A professor from Notre Dame's Department of Irish Language and Literature--Brian Ó Conchubhair--has published a book that is garnering prizes and creating a stir in how he interprets the relationship between Ireland's important late nineteenth century cultural movements and European intellectual thought in the Fin de Siècle.

(The Irish Fin de Siècle: Darwin, the Language Revival, and European Intellectual Thought)Fin de Siècle na Gaeilge: Darwin, an Athbheochan, agus smaointeoireacht na hEorpa recently won an award from the American Conference for Irish Studies.
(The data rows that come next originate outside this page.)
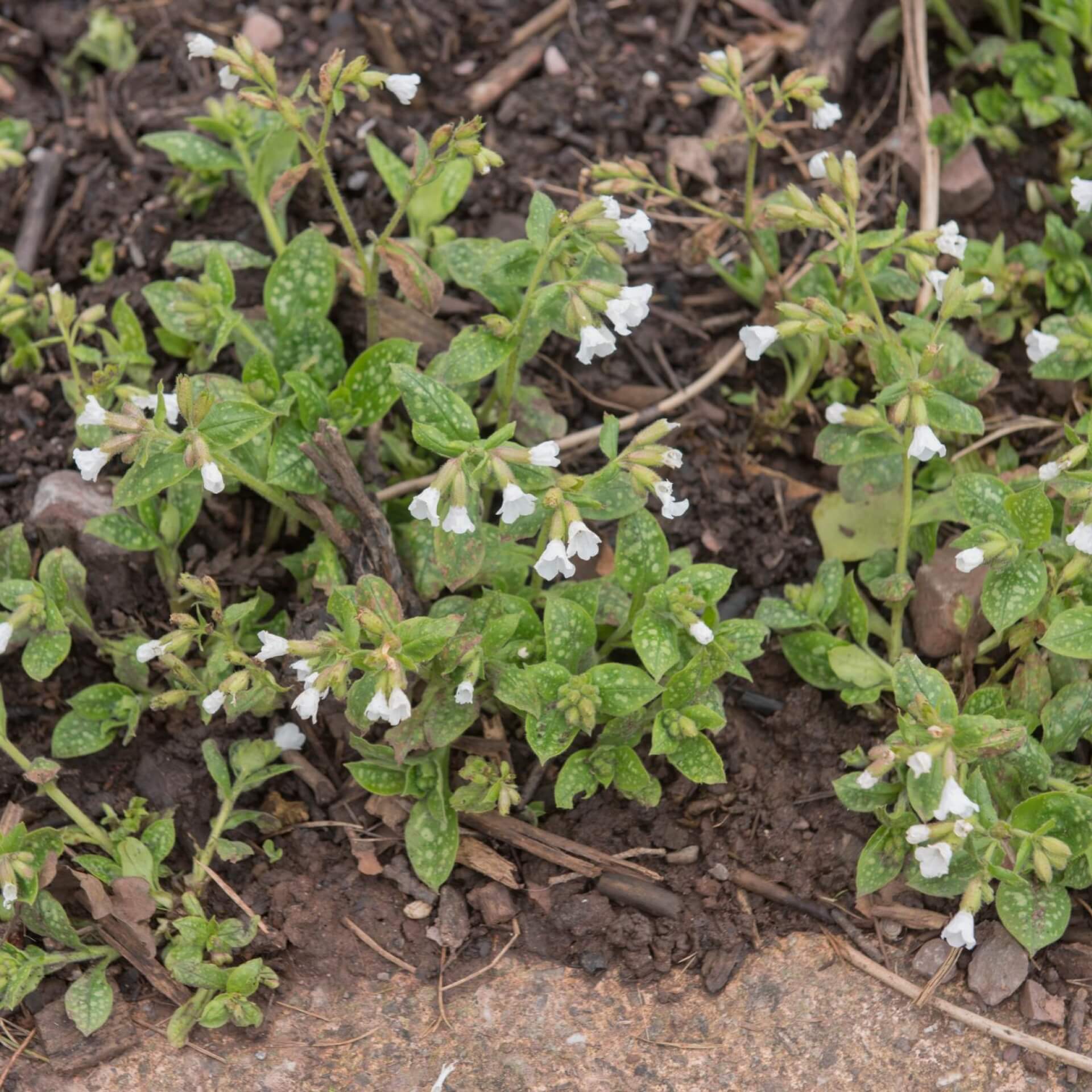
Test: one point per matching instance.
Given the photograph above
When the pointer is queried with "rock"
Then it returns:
(1037, 1004)
(998, 968)
(929, 957)
(940, 590)
(966, 185)
(263, 32)
(494, 901)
It also won first-place in Ireland’s 2009 Oireachtas na Gaeilge Literary Competition, the most prestigious Irish language literary competition.
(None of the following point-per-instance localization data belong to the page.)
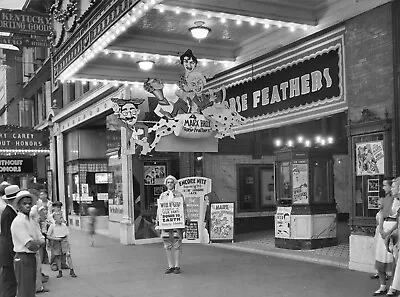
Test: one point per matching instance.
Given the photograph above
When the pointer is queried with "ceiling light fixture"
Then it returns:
(146, 65)
(200, 31)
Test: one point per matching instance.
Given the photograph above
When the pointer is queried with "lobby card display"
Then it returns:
(194, 189)
(222, 221)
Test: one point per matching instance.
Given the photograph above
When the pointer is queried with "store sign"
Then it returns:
(16, 138)
(19, 40)
(16, 166)
(297, 84)
(18, 21)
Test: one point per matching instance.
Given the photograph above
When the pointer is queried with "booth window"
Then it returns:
(256, 188)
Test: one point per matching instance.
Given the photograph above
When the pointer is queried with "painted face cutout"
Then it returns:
(189, 64)
(129, 113)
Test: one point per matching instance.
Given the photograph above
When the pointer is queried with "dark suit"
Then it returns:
(7, 278)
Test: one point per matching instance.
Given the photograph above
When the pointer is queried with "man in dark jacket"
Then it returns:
(8, 281)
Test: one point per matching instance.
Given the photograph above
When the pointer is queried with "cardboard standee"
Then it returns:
(194, 190)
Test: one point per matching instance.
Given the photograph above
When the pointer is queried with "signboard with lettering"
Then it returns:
(194, 189)
(170, 214)
(300, 83)
(17, 138)
(222, 221)
(18, 21)
(192, 231)
(16, 166)
(27, 41)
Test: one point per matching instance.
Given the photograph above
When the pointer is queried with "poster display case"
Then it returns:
(306, 211)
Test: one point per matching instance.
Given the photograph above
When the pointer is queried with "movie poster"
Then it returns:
(370, 158)
(300, 182)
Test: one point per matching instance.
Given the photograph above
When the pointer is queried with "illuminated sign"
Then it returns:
(18, 21)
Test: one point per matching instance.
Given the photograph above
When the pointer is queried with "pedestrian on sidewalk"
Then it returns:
(387, 224)
(35, 218)
(58, 235)
(92, 211)
(172, 238)
(8, 282)
(27, 240)
(3, 205)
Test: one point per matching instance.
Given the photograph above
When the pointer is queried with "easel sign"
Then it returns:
(222, 221)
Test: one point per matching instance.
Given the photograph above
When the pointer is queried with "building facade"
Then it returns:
(321, 110)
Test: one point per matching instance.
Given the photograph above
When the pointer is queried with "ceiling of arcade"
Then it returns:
(241, 30)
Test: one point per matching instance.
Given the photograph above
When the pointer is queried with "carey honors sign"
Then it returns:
(15, 138)
(16, 166)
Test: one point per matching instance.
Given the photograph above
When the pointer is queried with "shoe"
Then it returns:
(374, 276)
(380, 292)
(42, 290)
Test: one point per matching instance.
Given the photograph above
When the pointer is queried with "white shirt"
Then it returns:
(24, 230)
(58, 231)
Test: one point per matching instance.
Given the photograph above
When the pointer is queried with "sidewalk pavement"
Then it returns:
(113, 270)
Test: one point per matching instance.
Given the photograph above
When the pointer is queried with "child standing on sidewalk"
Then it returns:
(92, 224)
(58, 235)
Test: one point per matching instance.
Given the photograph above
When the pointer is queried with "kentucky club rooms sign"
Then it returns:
(314, 78)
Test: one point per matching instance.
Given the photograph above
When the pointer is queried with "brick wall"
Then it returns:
(369, 62)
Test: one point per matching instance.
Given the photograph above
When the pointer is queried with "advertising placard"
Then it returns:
(282, 222)
(370, 158)
(194, 189)
(300, 182)
(222, 220)
(171, 214)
Published by Cló Iar-Chonnachta in late 2009, “Fin de Siècle na Gaeilge” is a study of the Gaelic revival caused by events at the end of the 19th century, such as Darwinism, race extermination, cultural decline, degeneration and cultural nationalism.

“I’ve always been puzzled by the revivalists’ presumed intellectual isolation from mainstream 19th-century European thought,” Ó Conchubhair said. “The idea behind this book was to see what overlap, if any, existed between European intellectual movements—Darwinism in particular—and fin de siècle Ireland.
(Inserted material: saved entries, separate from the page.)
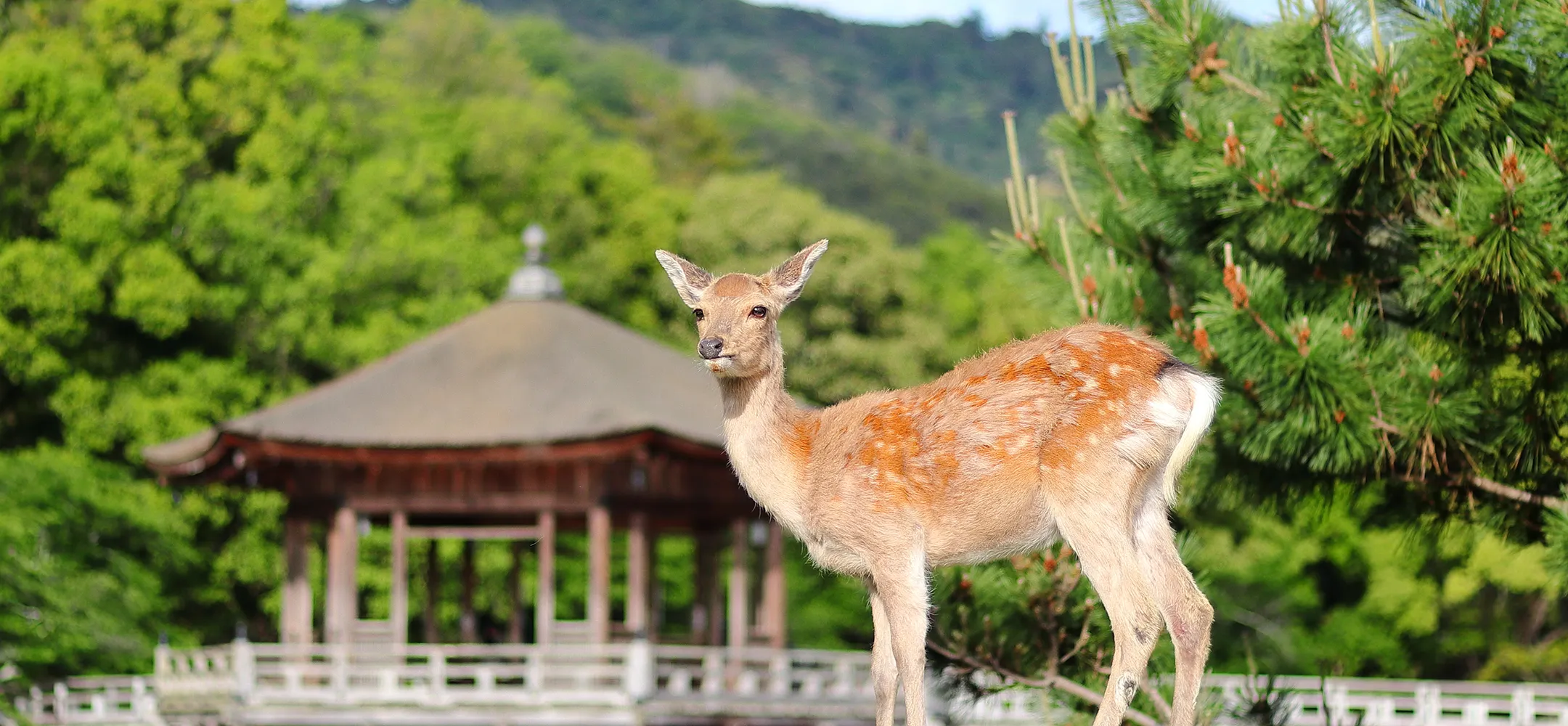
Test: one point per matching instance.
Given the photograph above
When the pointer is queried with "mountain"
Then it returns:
(935, 90)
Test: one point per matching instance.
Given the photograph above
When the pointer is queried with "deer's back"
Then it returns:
(992, 432)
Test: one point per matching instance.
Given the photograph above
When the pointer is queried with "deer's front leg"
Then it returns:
(885, 667)
(905, 601)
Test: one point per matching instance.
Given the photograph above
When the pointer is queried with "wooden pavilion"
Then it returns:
(523, 420)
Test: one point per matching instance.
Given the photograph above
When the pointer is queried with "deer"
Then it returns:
(1074, 435)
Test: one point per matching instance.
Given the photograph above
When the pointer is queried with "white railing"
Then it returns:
(1344, 701)
(684, 681)
(101, 700)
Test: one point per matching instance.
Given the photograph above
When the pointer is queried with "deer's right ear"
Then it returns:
(689, 280)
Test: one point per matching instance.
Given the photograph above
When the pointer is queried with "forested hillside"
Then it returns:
(934, 90)
(209, 206)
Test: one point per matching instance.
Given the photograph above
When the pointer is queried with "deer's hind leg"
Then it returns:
(1100, 532)
(1188, 612)
(885, 667)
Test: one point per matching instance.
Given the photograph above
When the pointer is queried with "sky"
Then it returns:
(1000, 16)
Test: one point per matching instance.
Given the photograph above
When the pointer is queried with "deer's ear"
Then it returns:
(791, 277)
(689, 280)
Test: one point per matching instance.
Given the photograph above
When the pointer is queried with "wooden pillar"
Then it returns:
(342, 587)
(544, 603)
(515, 590)
(656, 595)
(432, 592)
(397, 611)
(467, 623)
(600, 574)
(637, 590)
(706, 611)
(773, 592)
(739, 616)
(295, 623)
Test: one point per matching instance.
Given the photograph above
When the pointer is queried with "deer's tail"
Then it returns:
(1203, 391)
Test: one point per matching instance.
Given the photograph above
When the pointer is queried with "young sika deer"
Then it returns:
(1076, 433)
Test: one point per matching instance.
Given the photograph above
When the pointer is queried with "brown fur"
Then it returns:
(1073, 433)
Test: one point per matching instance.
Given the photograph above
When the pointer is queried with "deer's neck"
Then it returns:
(764, 433)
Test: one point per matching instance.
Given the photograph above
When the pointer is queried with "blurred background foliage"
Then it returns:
(209, 206)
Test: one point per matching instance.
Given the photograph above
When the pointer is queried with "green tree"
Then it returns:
(86, 558)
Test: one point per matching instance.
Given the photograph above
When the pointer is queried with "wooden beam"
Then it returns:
(739, 616)
(544, 603)
(474, 532)
(637, 613)
(773, 592)
(397, 611)
(439, 502)
(432, 592)
(467, 621)
(600, 574)
(297, 619)
(581, 450)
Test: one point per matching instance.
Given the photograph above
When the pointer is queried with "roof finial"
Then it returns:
(534, 281)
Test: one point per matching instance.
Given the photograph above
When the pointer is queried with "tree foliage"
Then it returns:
(1358, 223)
(211, 206)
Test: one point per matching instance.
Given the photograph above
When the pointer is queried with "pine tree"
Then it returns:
(1358, 219)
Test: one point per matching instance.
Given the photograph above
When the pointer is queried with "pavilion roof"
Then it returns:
(526, 370)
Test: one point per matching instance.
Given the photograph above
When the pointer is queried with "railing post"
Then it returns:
(1429, 704)
(1523, 711)
(780, 684)
(142, 703)
(843, 678)
(339, 654)
(640, 678)
(438, 676)
(62, 703)
(243, 670)
(536, 669)
(714, 670)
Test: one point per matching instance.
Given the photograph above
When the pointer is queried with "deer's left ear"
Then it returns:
(791, 277)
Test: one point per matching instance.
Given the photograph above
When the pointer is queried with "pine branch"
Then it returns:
(1050, 682)
(1516, 494)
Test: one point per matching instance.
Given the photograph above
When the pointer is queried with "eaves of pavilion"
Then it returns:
(526, 419)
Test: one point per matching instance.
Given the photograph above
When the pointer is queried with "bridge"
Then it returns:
(667, 684)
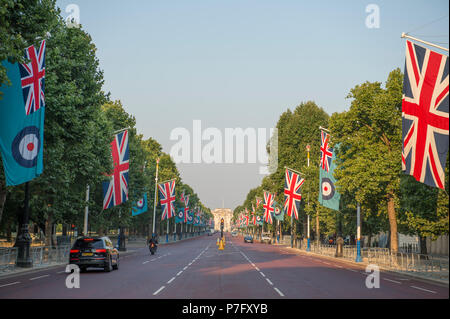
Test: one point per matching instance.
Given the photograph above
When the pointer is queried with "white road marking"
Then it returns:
(279, 292)
(39, 277)
(10, 284)
(434, 292)
(397, 282)
(157, 291)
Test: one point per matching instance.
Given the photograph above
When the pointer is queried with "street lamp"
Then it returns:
(308, 244)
“What it ended up being was a new way of seeing and reading the revival — less in terms of cultural nationalism and more as an Irish response to European fears of racial decline, cultural degeneration and the emerging racial theory.”

The award committee members described Ó Conchubhair’s research as “important and original scholarship, a pioneering work, a powerful and readable book, and a valuable resource for scholars interested in this area… It is expected that this work will inspire a great many other scholars to follow his lead.”